Polybe (c. 208-125 av. J.-C.) était, tout en étant un historien grec, un historien romain, en ce sens que son travail consista à expliquer comment Rome devint si importante. Comme les trois historiens grecs classiques, Polybe eut lui-aussi des expériences personnelles et des enquêtes sur ce qu'il étudiait, à un niveau qui allait au-delà de la lecture de parchemins et de mémoires conservés dans une bibliothèque.
Pour ce qui est de Thucydide, on pourrait dire que les moments décisifs de sa vie qui contribuèrent à créer l'histoire qu'il écrivit furent sa carrière de général et, plus tard, son exil, qui lui permit probablement de mieux évaluer la guerre, tant du côté spartiate qu'athénien. Polybe lui-aussi avait probablement une certaine notion des méthodes militaires ; vers l'âge de trente ans, il fut élu hipparque (général de cavalerie) et soutenait également à cette époque l'indépendance de sa ville natale, Megalopolis. Cependant, le moment le plus marquant de Polybe est celui où, âgé d'environ trente ans (vers 167 avant J.-C.), il fut emmené à Rome comme prisonnier de guerre politique, après que son son père (Lycortas) soit resté neutre dans la guerre de Rome contre le Macédonien Persée : Polybe fut l'un des mille éminents Achéens emmenés à Rome.
À Rome, Polybe devint la responsabilité d'Aemilius Paulus, un Romain de la plus haute distinction qui avait lui-même mené les Romains à la victoire lors de la troisième guerre macédonienne. Polybe fut ensuite chargé par Aemilius Paulus de l'éducation de ses enfants, Fabius et Scipion. Polybe restera en bons termes avec ce dernier même après son arrivée au pouvoir qui culminera avec les événements de 146 avant Jésus-Christ, le sac de Carthage et de Corinthe. En tant que tel, Polybe, bien qu'à l'origine anti-romain, passa à la lumière des Latins, et dans le processus acquit une grande quantité d'expérience de première main dans la gestion de la République, un exemple de ce qui peut être vu dans sa description de la disposition de l'armée romaine à 6.19-42.

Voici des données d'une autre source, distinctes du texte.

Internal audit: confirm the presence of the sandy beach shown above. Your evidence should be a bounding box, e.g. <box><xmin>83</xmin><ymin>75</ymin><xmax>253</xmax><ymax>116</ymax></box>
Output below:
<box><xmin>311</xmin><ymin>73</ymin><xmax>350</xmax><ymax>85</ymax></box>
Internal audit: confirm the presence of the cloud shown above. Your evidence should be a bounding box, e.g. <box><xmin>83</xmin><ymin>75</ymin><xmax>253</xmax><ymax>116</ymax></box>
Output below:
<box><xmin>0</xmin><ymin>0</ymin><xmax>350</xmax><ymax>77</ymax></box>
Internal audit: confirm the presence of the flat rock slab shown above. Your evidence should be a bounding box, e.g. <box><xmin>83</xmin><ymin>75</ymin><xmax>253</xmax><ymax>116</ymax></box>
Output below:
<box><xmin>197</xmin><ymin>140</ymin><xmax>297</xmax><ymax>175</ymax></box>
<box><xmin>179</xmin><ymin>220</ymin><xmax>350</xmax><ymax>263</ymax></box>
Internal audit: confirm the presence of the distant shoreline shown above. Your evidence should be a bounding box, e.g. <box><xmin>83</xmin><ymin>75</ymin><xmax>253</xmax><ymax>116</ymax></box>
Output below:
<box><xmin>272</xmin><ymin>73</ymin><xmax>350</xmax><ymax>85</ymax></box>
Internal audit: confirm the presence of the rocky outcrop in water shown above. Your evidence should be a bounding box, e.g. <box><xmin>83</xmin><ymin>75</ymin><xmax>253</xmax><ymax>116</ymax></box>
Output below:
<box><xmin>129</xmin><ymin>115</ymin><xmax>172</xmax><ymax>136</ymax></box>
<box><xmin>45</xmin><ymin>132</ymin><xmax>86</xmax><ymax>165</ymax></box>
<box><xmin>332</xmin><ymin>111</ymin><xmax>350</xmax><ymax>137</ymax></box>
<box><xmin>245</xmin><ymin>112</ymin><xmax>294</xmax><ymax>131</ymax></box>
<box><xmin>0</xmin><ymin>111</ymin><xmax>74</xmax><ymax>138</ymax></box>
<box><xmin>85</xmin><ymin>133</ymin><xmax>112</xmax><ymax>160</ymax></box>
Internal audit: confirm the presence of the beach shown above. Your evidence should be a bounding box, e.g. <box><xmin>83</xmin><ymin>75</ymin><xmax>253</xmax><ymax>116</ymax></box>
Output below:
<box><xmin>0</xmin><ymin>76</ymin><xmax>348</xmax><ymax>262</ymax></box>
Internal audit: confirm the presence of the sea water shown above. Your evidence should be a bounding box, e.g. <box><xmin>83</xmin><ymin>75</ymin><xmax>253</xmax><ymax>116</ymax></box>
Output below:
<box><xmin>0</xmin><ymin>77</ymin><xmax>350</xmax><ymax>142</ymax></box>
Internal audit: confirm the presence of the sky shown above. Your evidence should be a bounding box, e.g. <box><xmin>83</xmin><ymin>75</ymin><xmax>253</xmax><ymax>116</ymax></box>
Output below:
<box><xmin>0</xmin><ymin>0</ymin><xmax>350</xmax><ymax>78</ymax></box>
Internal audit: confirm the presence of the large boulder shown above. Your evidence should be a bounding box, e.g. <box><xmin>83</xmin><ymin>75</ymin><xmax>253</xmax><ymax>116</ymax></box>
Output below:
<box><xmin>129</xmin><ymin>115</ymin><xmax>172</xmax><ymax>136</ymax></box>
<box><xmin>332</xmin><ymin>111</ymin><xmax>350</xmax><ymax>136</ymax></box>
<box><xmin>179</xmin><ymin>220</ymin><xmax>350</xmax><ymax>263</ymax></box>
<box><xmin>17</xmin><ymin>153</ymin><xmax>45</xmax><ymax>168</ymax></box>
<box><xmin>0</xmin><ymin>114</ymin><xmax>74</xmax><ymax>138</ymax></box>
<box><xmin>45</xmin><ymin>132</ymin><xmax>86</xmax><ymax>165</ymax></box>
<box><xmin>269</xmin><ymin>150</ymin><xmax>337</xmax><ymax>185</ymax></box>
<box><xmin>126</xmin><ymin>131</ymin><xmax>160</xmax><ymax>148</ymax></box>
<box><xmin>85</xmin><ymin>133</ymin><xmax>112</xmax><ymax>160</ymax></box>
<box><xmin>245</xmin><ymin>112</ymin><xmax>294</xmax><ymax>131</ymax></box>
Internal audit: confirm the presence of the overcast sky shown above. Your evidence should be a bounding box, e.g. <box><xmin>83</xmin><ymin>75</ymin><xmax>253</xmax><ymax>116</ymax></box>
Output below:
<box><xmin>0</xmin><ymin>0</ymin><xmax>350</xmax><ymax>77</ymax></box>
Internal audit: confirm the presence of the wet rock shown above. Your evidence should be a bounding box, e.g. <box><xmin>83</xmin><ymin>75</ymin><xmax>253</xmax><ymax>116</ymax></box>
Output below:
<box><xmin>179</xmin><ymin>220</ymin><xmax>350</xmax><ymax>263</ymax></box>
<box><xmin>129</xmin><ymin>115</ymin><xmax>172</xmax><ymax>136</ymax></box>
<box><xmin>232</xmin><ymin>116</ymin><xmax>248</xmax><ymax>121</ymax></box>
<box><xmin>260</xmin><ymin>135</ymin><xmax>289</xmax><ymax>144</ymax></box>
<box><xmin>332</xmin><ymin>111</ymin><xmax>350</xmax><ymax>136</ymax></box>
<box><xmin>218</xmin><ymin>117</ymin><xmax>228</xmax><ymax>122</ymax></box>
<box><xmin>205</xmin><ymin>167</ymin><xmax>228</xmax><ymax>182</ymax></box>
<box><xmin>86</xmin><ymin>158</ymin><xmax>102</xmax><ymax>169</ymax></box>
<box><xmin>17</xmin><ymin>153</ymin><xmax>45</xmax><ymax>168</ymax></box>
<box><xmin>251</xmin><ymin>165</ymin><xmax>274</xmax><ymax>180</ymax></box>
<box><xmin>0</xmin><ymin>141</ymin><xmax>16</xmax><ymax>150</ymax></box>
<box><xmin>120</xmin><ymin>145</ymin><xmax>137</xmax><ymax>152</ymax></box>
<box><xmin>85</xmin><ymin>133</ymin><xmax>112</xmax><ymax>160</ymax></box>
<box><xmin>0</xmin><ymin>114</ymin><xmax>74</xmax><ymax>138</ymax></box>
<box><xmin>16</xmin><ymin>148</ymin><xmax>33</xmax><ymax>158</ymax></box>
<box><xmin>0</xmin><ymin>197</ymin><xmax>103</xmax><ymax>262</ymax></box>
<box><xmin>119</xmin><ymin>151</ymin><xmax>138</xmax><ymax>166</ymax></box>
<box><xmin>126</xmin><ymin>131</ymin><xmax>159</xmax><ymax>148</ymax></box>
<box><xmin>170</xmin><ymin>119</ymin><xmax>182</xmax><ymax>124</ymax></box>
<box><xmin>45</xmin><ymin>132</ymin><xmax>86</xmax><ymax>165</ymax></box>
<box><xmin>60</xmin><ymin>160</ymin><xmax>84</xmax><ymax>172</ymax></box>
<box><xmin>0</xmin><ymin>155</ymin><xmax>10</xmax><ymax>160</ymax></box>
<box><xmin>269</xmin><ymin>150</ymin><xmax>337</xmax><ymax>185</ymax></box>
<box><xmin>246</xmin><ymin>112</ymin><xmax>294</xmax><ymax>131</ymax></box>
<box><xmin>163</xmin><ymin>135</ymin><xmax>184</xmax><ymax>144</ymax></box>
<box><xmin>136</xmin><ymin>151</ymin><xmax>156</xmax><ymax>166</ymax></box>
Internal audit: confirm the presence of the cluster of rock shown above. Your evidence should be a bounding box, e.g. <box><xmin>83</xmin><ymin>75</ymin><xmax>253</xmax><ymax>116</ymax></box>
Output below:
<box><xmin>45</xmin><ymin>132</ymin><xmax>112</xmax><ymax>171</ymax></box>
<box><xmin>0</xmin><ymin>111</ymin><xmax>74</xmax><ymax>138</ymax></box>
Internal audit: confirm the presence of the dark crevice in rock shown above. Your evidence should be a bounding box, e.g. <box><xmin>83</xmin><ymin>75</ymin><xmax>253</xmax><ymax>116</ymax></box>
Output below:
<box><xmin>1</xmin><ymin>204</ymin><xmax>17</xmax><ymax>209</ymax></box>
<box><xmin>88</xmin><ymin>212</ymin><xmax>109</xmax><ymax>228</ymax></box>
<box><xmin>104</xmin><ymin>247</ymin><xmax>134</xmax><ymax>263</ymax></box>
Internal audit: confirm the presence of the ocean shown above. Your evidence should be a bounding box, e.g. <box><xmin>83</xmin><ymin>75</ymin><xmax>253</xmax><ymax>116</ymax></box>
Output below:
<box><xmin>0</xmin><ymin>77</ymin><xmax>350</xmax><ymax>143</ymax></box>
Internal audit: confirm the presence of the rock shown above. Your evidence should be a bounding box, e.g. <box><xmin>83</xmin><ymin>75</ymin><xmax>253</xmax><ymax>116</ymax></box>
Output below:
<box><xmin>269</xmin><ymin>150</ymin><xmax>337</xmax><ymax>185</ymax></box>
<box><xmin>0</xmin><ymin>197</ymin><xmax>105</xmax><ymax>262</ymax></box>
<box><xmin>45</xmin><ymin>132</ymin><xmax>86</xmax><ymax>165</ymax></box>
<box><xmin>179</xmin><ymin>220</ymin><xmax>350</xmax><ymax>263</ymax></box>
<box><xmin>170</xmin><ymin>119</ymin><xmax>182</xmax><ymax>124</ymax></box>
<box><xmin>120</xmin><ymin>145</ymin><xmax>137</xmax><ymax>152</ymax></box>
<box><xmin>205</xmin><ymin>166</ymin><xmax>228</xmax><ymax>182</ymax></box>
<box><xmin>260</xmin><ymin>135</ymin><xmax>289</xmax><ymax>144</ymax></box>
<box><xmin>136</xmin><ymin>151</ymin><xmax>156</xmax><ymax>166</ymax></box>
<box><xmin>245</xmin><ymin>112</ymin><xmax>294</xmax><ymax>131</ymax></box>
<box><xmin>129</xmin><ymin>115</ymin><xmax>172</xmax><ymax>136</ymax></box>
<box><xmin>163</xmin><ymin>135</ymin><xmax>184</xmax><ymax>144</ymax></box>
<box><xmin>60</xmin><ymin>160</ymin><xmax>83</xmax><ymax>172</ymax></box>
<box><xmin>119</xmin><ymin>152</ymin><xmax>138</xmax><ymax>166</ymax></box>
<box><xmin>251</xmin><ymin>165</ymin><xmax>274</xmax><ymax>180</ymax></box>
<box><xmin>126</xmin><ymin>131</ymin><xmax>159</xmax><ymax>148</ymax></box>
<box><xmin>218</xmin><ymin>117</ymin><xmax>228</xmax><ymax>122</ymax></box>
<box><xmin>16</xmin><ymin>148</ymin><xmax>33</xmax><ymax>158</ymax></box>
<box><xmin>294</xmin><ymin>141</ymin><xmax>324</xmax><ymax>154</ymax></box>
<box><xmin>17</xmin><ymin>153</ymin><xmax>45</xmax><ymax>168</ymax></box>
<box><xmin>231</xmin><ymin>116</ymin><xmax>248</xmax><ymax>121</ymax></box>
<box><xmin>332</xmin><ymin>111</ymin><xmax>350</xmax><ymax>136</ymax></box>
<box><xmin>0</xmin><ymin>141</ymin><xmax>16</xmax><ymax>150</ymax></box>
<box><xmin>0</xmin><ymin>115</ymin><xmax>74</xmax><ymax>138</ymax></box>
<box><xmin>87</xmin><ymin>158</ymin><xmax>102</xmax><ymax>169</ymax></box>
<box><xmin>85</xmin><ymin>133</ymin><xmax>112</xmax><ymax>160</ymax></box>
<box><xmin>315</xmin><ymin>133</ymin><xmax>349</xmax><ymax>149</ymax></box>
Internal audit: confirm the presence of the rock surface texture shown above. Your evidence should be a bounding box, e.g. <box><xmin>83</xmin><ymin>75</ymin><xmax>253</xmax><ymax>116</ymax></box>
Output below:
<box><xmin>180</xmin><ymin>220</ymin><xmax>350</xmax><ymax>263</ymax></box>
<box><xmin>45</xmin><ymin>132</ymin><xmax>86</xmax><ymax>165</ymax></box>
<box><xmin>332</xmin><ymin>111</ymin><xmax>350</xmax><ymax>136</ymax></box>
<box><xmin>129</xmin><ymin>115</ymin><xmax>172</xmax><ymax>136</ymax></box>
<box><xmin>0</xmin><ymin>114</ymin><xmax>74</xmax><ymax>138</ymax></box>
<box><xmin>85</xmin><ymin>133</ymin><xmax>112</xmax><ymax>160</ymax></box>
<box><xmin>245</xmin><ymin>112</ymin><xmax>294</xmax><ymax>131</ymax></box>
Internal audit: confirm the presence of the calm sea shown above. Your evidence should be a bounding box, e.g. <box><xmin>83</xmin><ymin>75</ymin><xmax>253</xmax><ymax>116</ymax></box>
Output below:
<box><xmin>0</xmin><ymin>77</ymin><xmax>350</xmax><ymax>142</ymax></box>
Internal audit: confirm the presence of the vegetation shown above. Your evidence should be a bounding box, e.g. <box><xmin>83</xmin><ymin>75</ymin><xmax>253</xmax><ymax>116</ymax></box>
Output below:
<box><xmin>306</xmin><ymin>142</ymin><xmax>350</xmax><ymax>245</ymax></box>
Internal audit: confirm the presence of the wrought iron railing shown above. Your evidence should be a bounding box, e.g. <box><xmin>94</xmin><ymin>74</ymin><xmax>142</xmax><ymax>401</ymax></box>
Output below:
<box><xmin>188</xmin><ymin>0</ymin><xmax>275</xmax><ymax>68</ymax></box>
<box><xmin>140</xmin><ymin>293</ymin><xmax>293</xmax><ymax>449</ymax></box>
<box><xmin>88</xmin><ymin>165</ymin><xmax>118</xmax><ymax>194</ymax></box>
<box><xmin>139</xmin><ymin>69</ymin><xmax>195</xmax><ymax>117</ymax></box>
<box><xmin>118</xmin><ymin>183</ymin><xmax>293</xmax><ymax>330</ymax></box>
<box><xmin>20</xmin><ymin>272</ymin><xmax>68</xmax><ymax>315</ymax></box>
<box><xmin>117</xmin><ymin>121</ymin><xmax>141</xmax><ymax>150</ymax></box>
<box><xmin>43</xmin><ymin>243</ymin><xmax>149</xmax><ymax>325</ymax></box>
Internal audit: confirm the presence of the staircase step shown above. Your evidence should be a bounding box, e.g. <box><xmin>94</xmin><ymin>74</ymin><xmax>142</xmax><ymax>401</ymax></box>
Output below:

Les événements relatés dans les Histoires de Polybe s'étendent sur 118 ans, de 264 à 146 avant notre ère. À l'origine, l'ouvrage traitait des événements jusqu'en 167 avant J.-C., mais après avoir témoigné des événements de 146 avant J.-C., Polybe les inclut ensuite dans son récit.
L'un des traits les plus caractéristiques de Polybe en tant qu'historien est qu'il semble avoir un sens de l'historiographie plus développé que les auteurs antérieurs, ou du moins qu'il l'exprime de manière plus détaillée à certains moments, et en plus grande quantité que ne l'avait fait Thucydide, par exemple. Le principal livre qui traite de ce sujet est le livre XII, qui est en soi une critique de Timée en tant qu'historien. Le principal argument de Polybe est qu'il est du devoir de l'historien de rester libre de tout préjugé ; en 12.7, Polybe dit de Timée qu'il "fait fréquemment de fausses déclarations... son jugement... [est] obscurci par les préjugés..." alors que Polybe, après avoir déclaré en 1.14 que "lorsqu'un homme assume le rôle d'historien, il doit se débarrasser de toutes les considérations de ce genre [préjugés envers ses amis et son pays]... il devra souvent parler en bien de ses ennemis...", on peut voir Polybe mettre en pratique ce sentiment en 1.64, lorsqu'il dit d'Hamilcar qu'il est "... le général qui doit être reconnu comme le plus grand dans les deux camps, tant par son audace que par son génie...".
Polybe discute ensuite de l'importance d'être un historien contemporain, ainsi que de l'importance d'avoir de l'expérience dans les domaines politique et militaire, et de collecter et de questionner les sources :
12.25g
Établissons que le premier devoir de l'historien est de connaître les harangues authentiques, et le second de rechercher les causes qui ont amené le bon ou le mauvais succès de tel discours ou de telle entreprise. Le simple récit des faits peut être intéressant, mais il n'est pas profitable par lui-même. Ajoutez-y l'exposé des causes, et alors l'histoire porte de beaux fruits.
12.25j
L'histoire, elle aussi, se divise en trois parties : la première consiste à fouiller dans les histoires des temps passés, à recueillir les matériaux qu'elles peuvent fournir ; la seconde à examiner par soi-même les villes, leur position , les fleuves et les ports, et constater en général les particularités des différentes localités et sur terre et sur mer, et la distance qui les sépare ; la troisième roule sur les affaires politiques de chaque cité.
12.25o
Sans doute, avoir figuré soi-même en toutes choses, avoir en tout joué un rôle, est bien difficile; mais connaître par l'usage ce qu'il y a de plus important et de plus ordinaire, est indispensable.
En tant que telle, l'Histoire de Polybe est un compte rendu très solide de l'époque.
On sait peu de choses avec certitude sur la vie ultérieure de Polybe. Ce que nous savons, c'est qu'il dut consacrer la majeure partie de sa vie à la rédaction de ses ouvrages (les Histoires étant le seul ouvrage qui subsiste) et qu'il dut mourir quelque temps après la construction de la Via Domitia en 118 avant J.-C., puisque c'est chronologiquement le dernier événement mentionné dans ses Histoires. Cela donne peut-être du crédit à l'affirmation du Pseudo-Lucien selon laquelle Polybe serait mort à l'âge de 82 ans, après être tombé de son cheval.